Winning the Golden Gloves is old hat to Sonya Lamonakis. She did it last year, topping Tanzee Daniel, a five-time champion in the amateur event.
Those in attendance, the 70 friends and family who bussed down for her bout from Lamonakis’ hometown of Turners Falls, Massachusetts and donned turquoise Team Lamonakis t-shirts, made her second straight title, albeit against a lesser opponent, an evening she won’t soon forget.
“It made me feel better having them here,” she said after dominating Shanell Mathes over the final three rounds to win the super heavyweight (189-pound plus) women’s division at The Theater at Madison Square Garden. “I love them.”
For just the second time, her mother, Sharon, saw her in the ring taking punishment, but doling out much more. “I was more nervous for them than I was for my fight,” Sonya Lamonakis said.
“I was going crazy,” Sharon Lamonakis said. “It was fantastic. It was a very nerve-wracking experience watching your child being hit, but she wanted this so badly. This is her passion. She loved it from the beginning.”

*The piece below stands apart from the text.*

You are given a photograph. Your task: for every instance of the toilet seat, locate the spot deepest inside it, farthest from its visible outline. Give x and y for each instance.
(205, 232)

After measuring the quicker Mathes, 22, a customer service representative from Corona, Lamonakis controlled the final three rounds, flailing away and nearly gaining a knockout. Mixing in a punishing left hook with a razor-sharp right hand, she was never in any danger. “When I was hitting her and she was breathing heavy,” Lamonakis, 32, said, “I knew I was good. … I just started chopping her down.”
“It was a great feeling,” she said later between lengthy embraces with longtime friends and family members in a sea of turquoise. “A lot of dedication and hard work went into it.”
A sixth-grade teacher at Crossroads Middle School on the Upper East Side, Lamonakis, who will turn pro at the end of the year, moved to Astoria and away from all her friends and family, a few years ago to develop her boxing career. “I was really upset [at the time], because I was afraid something bad was going to happen,” Sharon Lamonakis said.
Now, there is no such fear. “I’m very proud of her,” Sharon Lamonakis said. “She worked very hard.”